Elliot Dierksen said:
Yes, the numbers are pretty compelling. What do you think about the single device versus HW RAID1 mirroring versus FreeNAS mirroring or striping for the SLOG device?

I would not use hardware RAID with FreeNAS. For SLOG, mirror vdevs are suggested, but I am going to try striped mirrors.

Sent from my SAMSUNG-SGH-I537 using Tapatalk

js_level2 · Jun 5, 2018

I figured I'd do an update as I have been busy.

1. I won't go into the hardware RAID discussion, but I will say that FreeNAS Certified and TrueNAS system do not ship with hardware RAID.
2. slogs that are mirrored should perform only modestly more slow. For mirrored slogs, both devices have to return the writes as complete before the sync write can be acknowledged. This is likely only microseconds different for fast slogs, but could be milliseconds if your slog device sucks as badly as the one I listed in my example.
3. To answer the question about whether 200us versus 300us (insert any random comparison for time here) matters, the issue is a lot deeper. Until you start hitting upper limits for writes, you probably aren't going to see the difference unless you are talking extremely large latency differences. I promise you'll tell the difference between a device that is 300us and one that is 3ms, even before it is fully loaded. But if it's 100us difference between devices, you'll probably never know (or at least not until you start hitting the upper limits of what the devices can do).
4. I'm gonna paraphrase a little here, so I apologize if the info isn't correct or is a bit confusing.

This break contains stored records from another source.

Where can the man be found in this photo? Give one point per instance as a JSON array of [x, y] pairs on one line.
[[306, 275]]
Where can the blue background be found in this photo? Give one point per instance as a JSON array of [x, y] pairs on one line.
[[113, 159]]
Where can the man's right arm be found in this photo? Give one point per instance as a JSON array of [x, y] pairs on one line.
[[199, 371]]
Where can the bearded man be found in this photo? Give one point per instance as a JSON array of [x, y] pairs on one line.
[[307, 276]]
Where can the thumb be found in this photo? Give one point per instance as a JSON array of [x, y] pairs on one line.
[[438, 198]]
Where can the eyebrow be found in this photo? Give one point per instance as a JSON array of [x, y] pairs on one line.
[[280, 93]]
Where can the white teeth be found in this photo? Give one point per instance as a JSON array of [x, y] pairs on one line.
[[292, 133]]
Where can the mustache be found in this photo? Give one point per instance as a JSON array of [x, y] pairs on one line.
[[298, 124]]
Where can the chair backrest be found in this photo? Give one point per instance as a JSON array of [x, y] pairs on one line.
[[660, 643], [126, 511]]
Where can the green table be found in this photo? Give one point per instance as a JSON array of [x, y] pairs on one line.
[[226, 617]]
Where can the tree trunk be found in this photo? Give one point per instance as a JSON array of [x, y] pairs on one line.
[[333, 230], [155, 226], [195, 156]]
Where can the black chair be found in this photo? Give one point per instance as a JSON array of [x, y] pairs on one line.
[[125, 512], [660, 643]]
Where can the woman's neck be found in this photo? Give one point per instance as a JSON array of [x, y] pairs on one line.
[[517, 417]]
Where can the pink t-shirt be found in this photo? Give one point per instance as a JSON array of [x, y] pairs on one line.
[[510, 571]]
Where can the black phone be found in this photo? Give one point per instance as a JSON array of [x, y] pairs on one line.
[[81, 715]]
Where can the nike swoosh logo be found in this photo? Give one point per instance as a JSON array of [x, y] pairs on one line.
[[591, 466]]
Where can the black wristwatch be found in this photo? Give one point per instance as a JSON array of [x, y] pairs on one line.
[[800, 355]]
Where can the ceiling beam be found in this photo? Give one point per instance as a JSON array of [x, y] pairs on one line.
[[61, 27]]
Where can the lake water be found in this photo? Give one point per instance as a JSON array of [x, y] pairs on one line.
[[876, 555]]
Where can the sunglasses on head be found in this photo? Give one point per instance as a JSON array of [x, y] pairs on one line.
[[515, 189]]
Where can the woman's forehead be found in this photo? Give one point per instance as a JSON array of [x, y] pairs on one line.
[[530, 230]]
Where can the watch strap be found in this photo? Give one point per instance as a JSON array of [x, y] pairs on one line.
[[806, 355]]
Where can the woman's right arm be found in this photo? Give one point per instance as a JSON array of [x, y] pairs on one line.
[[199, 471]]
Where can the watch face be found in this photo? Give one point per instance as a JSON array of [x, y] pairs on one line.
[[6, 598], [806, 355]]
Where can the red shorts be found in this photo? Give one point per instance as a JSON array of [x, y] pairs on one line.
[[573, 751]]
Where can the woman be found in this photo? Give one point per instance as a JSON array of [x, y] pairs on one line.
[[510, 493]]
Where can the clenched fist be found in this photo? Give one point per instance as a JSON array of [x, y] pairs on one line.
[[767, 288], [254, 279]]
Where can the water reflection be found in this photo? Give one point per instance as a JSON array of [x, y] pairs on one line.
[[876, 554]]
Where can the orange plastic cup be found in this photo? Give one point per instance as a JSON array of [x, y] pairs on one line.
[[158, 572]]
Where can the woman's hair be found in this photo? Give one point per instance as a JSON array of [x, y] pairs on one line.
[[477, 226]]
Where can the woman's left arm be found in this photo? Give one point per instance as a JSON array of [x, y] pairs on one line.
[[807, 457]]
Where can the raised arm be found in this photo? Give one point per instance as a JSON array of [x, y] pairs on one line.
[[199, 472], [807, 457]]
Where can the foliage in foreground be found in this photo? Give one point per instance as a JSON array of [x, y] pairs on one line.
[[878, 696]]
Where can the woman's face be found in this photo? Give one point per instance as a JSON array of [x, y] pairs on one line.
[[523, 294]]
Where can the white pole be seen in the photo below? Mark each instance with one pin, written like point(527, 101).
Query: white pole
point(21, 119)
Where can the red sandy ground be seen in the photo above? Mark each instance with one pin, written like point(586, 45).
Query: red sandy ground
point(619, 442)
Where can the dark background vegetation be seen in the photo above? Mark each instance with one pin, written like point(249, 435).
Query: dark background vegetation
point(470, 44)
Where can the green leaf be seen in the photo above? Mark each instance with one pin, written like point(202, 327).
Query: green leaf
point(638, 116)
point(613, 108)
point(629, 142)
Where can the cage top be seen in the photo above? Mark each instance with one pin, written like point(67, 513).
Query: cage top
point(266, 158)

NFS is the typical workload for sync writes. Because of this it is necessary to consider the NFS client as well as the NFS server in the equation. FHA (File Handle Association) allows NFS to do some pretty crazy things. I won't go into what it does as it gets complicated and someone else probably has a better way of explaining it than I do. But FHA serializes NFS write (or read) requests. When everything is going smoothly, this is good for reads, but not-so-good for writes. Having multiple slogs striped means we'd want multiple "streams" and having FHA enabled will limit the performance. Until FreeNAS/TrueNAS 11.1, you could enable or disable it, and it affected all NFS workloads (both reads and writes). So you had to pick your workload to optimize. The tunable was vfs.nfsd.fha.enable, and the default was 1. This did mean that if you had more than 1 slog device striped, and if you were using FHA that you likely weren't getting "much more than a little better than 1 device" because of the serialization. In my own testing, having 2 slog devices only gave you 20-40% more throughput in a write workload for NFS than having a single slog device. Adding more devices was even more diminishing in returns. Unfortunately, turning this off had serious performance limitations for many read workloads, so our @mav@ went to work to fix it. There are now 3 tunables as of FreeNAS/TrueNAS 11.1:

vfs.nfsd.fha.write=0
vfs.nfsd.fha.read=1
vfs.nfsd.fha.enable=1

The numbers above are the default in 11.1-U4 based on my test system (these are the new defaults since 11.1). This allows us to enjoy the performance benefits of FHA for reads while removing the bottlenecks for writes. The above are probably the appropriate settings for the vast majority of FreeNAS servers out there, and shouldn't be changed. A reboot is required to change these values though if you want to do testing.

Until this change (it was my bug ticket that originally brought this problem onboard for us) having more than 2 slog devices, even if striped, really didn't give the kind of benefits we wanted.

As the bug ticket is internal to us, here's the summary from the developer:

Prior to going public, he wrote:
I've committed to nightly train patch adding two more sysctls to control NFS FHA. I expect with that patch setting vfs.nfsd.fha.write=0 should dramatically improve synchronous write performance with multiple parallel requests, especially if NFS servers configured with sufficiently large number of threads.

The final code comments are:
Improve FHA locality control for NFS read/write requests.

This change adds two new tunables, allowing to control serialization for read and write NFS requests separately. It does not change the default behavior since there are too many factors to consider, but gives additional space for further experiments and tuning.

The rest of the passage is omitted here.